Uitspraak
RECHTBANK DEN HAAG
[eiser] , eiser V-nummer: [V-nummer]
Inleiding
Beoordeling door de rechtbank
Beslissing
- verklaart het beroep ongegrond;
- wijst het verzoek om schadevergoeding af.
Rechtbank Den Haag
In deze zaak heeft de Rechtbank Den Haag op 18 maart 2024 uitspraak gedaan in een beroep tegen de maatregel van vreemdelingenbewaring van een Algerijnse vreemdeling, die op 4 maart 2024 door de staatssecretaris van Justitie en Veiligheid in bewaring was gesteld. De vreemdeling, bijgestaan door zijn gemachtigde mr. S. Jankie, betwistte de rechtmatigheid van de bewaring en stelde dat hij recht had op schadevergoeding. Tijdens de zitting op 11 maart 2024 werd de zaak behandeld, waarbij de vreemdeling aanwezig was met een tolk en zijn gemachtigde. De rechtbank beoordeelde of de staatssecretaris de maatregel van bewaring op de juiste wijze had opgelegd en of de vreemdeling voldoende was geïnformeerd over zijn rechten.

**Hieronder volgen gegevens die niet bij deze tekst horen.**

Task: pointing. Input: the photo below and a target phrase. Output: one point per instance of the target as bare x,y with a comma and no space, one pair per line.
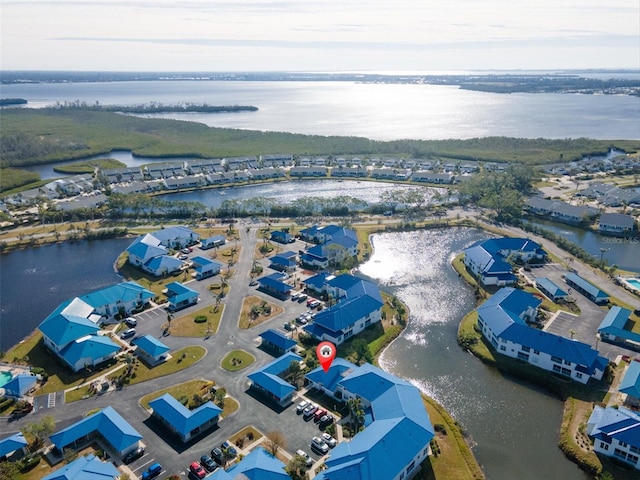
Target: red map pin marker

De rechtbank concludeerde dat de staatssecretaris de maatregel van bewaring voldoende had gemotiveerd en dat de vreemdeling in staat was geweest om zijn belangen naar voren te brengen. De rechtbank oordeelde dat de staatssecretaris niet had hoeven volstaan met een lichter middel, zoals een meldplicht, en dat de vreemdeling geen recht had op schadevergoeding. De rechtbank verwees naar eerdere jurisprudentie van de Afdeling bestuursrechtspraak van de Raad van State ter ondersteuning van haar oordeel. De rechtbank oordeelde dat er voldoende zicht op uitzetting naar Algerije was, gezien de aanvragen voor laissez-passer die door de DT&V waren ingediend.
Uiteindelijk verklaarde de rechtbank het beroep ongegrond en wees het verzoek om schadevergoeding af. De uitspraak werd openbaar gemaakt op 18 maart 2024, en tegen deze uitspraak kan binnen één week hoger beroep worden ingesteld bij de Afdeling bestuursrechtspraak van de Raad van State.